Beautiful fit senior couple in gym working out, doing push ups.

Der Alternsprozess bringt viele körperliche Veränderungen mit sich, einschließlich des Verlustes von Muskelmasse und einer Verringerung der Muskelkraft. Ein hoher Verlust an Muskelkraft steht in Zusammenhang mit körperlichen Einschränkungen, Erkrankungen (zum Beispiel Herz-Kreislauferkrankungen) als auch Sterblichkeit. Daher ist es wichtig, die Muskelkraft solange wie möglich zu erhalten. Körperliche Aktivität und Sport spielen hier eine bedeutende Rolle.

 

Der Eintritt in den Ruhestand kann einen Einfluss darauf haben, wieviel körperliche Aktivität jemand tätigt. Dieser Faktor ist besonders interessant unter der Berücksichtigung, dass zurzeit in vielen Ländern die Erhöhung des Renteneintrittsalters in Erwägung gezogen wird. Die Pensionierung kann sowohl zu einer Zu- als auch einer Abnahme an körperlicher Aktivität führen. Hierbei gibt es Unterschiede zwischen Angestellten und Arbeitern. Bei Angestellten wurde nach dem Renteneintritt eine Zunahme körperlicher Aktivität beobachtet, bei Arbeitern hingegen eine Abnahme.

 

Angestellte (sowohl Männer als auch Frauen) üben im Ruhestand mehr Sport aus und bewegen sich mehr als vorher, wodurch sie ihre Muskelkraft steigern.
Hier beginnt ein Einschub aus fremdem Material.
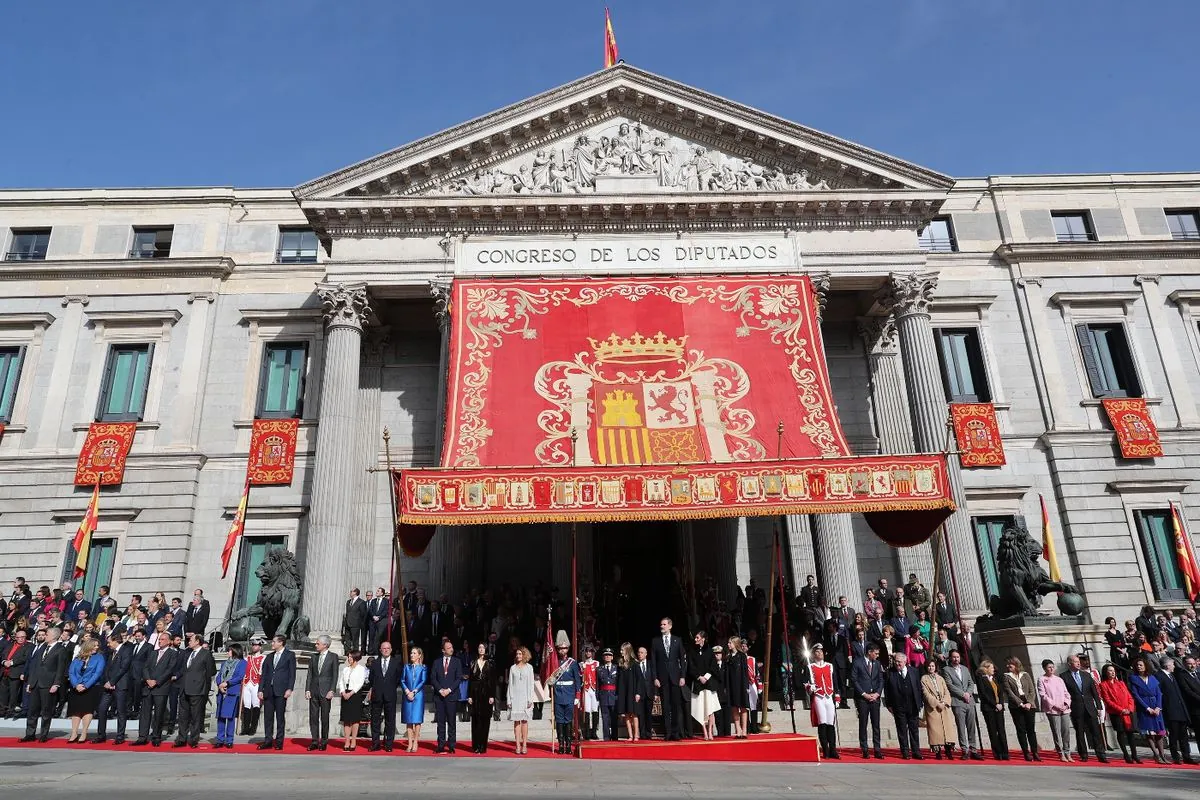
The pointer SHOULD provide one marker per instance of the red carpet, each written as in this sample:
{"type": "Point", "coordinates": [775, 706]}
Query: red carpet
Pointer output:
{"type": "Point", "coordinates": [767, 747]}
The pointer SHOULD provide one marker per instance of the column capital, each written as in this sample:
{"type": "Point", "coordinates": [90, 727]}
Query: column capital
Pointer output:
{"type": "Point", "coordinates": [879, 335]}
{"type": "Point", "coordinates": [820, 292]}
{"type": "Point", "coordinates": [439, 288]}
{"type": "Point", "coordinates": [909, 293]}
{"type": "Point", "coordinates": [347, 305]}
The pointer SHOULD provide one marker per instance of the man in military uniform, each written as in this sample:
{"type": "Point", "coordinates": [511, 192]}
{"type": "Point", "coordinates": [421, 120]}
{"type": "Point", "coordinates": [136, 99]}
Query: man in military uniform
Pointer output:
{"type": "Point", "coordinates": [606, 678]}
{"type": "Point", "coordinates": [567, 683]}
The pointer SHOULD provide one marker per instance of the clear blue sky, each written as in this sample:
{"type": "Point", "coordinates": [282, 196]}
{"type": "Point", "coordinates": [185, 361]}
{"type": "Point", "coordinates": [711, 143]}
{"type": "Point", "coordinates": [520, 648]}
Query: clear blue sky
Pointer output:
{"type": "Point", "coordinates": [257, 92]}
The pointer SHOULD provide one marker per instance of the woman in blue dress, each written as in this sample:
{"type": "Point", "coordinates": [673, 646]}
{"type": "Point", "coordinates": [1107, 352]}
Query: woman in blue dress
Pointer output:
{"type": "Point", "coordinates": [231, 675]}
{"type": "Point", "coordinates": [412, 684]}
{"type": "Point", "coordinates": [1147, 699]}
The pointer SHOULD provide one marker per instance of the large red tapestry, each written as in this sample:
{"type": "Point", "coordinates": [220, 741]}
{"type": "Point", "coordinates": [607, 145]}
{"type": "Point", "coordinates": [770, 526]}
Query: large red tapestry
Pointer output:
{"type": "Point", "coordinates": [103, 453]}
{"type": "Point", "coordinates": [642, 371]}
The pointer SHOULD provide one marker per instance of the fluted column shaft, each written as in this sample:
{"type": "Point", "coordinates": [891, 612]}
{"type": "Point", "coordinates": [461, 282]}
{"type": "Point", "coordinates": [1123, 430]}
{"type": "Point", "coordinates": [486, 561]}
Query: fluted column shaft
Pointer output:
{"type": "Point", "coordinates": [892, 421]}
{"type": "Point", "coordinates": [910, 295]}
{"type": "Point", "coordinates": [327, 555]}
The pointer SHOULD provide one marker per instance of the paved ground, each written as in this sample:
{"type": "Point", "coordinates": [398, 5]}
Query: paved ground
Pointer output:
{"type": "Point", "coordinates": [53, 774]}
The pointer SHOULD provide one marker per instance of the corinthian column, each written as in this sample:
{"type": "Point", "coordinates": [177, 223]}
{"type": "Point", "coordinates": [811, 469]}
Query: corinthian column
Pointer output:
{"type": "Point", "coordinates": [327, 557]}
{"type": "Point", "coordinates": [892, 420]}
{"type": "Point", "coordinates": [909, 295]}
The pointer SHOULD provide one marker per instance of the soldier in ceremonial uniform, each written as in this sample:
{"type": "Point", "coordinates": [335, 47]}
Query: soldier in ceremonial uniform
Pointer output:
{"type": "Point", "coordinates": [606, 678]}
{"type": "Point", "coordinates": [825, 697]}
{"type": "Point", "coordinates": [589, 698]}
{"type": "Point", "coordinates": [565, 683]}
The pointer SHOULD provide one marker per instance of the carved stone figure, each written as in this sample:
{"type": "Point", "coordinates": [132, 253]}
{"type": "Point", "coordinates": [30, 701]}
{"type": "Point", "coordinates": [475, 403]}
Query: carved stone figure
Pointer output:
{"type": "Point", "coordinates": [1023, 582]}
{"type": "Point", "coordinates": [279, 601]}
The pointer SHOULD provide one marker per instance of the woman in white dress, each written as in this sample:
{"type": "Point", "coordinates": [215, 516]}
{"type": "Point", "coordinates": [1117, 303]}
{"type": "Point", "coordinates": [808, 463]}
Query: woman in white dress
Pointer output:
{"type": "Point", "coordinates": [520, 699]}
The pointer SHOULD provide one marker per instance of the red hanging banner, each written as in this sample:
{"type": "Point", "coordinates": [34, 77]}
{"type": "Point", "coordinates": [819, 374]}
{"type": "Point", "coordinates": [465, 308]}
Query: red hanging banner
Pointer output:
{"type": "Point", "coordinates": [105, 450]}
{"type": "Point", "coordinates": [1137, 432]}
{"type": "Point", "coordinates": [273, 452]}
{"type": "Point", "coordinates": [978, 434]}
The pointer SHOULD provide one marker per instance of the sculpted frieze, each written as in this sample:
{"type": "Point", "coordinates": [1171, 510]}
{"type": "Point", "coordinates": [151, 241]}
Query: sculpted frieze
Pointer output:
{"type": "Point", "coordinates": [625, 149]}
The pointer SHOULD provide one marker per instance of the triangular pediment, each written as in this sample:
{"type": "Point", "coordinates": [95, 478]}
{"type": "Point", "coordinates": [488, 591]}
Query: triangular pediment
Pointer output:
{"type": "Point", "coordinates": [622, 131]}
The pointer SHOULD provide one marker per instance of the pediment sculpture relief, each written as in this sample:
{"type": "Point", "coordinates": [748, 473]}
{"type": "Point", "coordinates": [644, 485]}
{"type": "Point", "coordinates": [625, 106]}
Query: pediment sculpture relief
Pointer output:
{"type": "Point", "coordinates": [627, 149]}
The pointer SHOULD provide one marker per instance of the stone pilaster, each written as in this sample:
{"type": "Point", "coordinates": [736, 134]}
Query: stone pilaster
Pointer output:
{"type": "Point", "coordinates": [327, 557]}
{"type": "Point", "coordinates": [837, 557]}
{"type": "Point", "coordinates": [892, 422]}
{"type": "Point", "coordinates": [909, 296]}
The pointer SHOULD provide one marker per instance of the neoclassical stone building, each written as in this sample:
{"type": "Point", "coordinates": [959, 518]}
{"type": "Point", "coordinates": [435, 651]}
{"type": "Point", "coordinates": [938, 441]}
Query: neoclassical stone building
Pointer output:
{"type": "Point", "coordinates": [196, 311]}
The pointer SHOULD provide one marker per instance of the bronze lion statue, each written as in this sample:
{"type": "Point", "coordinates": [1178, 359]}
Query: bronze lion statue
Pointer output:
{"type": "Point", "coordinates": [279, 602]}
{"type": "Point", "coordinates": [1023, 582]}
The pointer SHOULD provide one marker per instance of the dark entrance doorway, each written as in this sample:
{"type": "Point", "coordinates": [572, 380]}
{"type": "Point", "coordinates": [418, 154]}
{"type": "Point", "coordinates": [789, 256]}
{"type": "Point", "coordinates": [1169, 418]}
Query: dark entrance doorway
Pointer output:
{"type": "Point", "coordinates": [635, 582]}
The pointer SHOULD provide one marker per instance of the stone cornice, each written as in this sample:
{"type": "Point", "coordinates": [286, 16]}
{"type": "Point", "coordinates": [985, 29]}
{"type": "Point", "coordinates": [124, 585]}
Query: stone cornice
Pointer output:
{"type": "Point", "coordinates": [636, 94]}
{"type": "Point", "coordinates": [1097, 251]}
{"type": "Point", "coordinates": [653, 212]}
{"type": "Point", "coordinates": [120, 269]}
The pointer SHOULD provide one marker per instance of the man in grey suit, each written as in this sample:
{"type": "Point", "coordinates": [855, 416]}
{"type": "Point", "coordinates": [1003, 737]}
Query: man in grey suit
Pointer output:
{"type": "Point", "coordinates": [319, 692]}
{"type": "Point", "coordinates": [197, 679]}
{"type": "Point", "coordinates": [963, 704]}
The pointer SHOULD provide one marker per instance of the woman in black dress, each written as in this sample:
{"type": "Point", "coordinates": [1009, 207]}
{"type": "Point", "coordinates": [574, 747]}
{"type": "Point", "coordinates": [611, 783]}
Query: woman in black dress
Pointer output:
{"type": "Point", "coordinates": [480, 698]}
{"type": "Point", "coordinates": [737, 684]}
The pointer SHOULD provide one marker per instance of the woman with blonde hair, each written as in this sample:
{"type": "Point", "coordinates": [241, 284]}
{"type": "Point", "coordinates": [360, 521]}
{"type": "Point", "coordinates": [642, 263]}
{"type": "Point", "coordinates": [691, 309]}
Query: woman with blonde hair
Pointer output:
{"type": "Point", "coordinates": [85, 672]}
{"type": "Point", "coordinates": [520, 699]}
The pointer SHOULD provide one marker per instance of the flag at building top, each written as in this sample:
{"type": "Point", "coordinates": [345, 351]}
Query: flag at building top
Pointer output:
{"type": "Point", "coordinates": [610, 42]}
{"type": "Point", "coordinates": [1186, 555]}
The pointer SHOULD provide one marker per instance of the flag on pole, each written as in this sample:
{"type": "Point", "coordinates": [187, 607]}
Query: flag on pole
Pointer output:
{"type": "Point", "coordinates": [610, 42]}
{"type": "Point", "coordinates": [82, 542]}
{"type": "Point", "coordinates": [1186, 557]}
{"type": "Point", "coordinates": [235, 530]}
{"type": "Point", "coordinates": [1048, 543]}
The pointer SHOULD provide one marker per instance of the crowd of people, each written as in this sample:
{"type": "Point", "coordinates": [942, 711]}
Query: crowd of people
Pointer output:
{"type": "Point", "coordinates": [507, 653]}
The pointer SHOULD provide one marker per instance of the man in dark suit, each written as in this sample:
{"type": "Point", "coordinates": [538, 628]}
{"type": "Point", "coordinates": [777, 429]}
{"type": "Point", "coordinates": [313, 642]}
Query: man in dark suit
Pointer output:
{"type": "Point", "coordinates": [901, 692]}
{"type": "Point", "coordinates": [445, 673]}
{"type": "Point", "coordinates": [160, 669]}
{"type": "Point", "coordinates": [318, 690]}
{"type": "Point", "coordinates": [279, 680]}
{"type": "Point", "coordinates": [355, 623]}
{"type": "Point", "coordinates": [867, 677]}
{"type": "Point", "coordinates": [1085, 705]}
{"type": "Point", "coordinates": [384, 675]}
{"type": "Point", "coordinates": [669, 668]}
{"type": "Point", "coordinates": [46, 679]}
{"type": "Point", "coordinates": [196, 618]}
{"type": "Point", "coordinates": [197, 679]}
{"type": "Point", "coordinates": [117, 689]}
Somit zeigte sich bei Angestellten nach dem Renteneintritt eine kurzfristige Zunahme an Muskelmasse.

 

Arbeiter (nur die Männer) jedoch, sind nach dem Renteneintritt körperlich weniger aktiv und haben einen ungesünderen Lebensstil als zu der Zeit, in der sie berufstätig waren. Dadurch konnte bei pensionierten Arbeitern eine Gewichtszunahme und eine Verringerung der Muskelkraft beobachtet werden.

 

Somit ist es wichtig beim Übergang in die Rente darauf zu achten, die gewonnene Zeit gezielt für Sport und Bewegung zu nutzen.

 

Quelle: Bertoni M., Maggi S. & Weber G. (2017). Health Economics, 27, 115-128. doi:10.1002/hec.3517.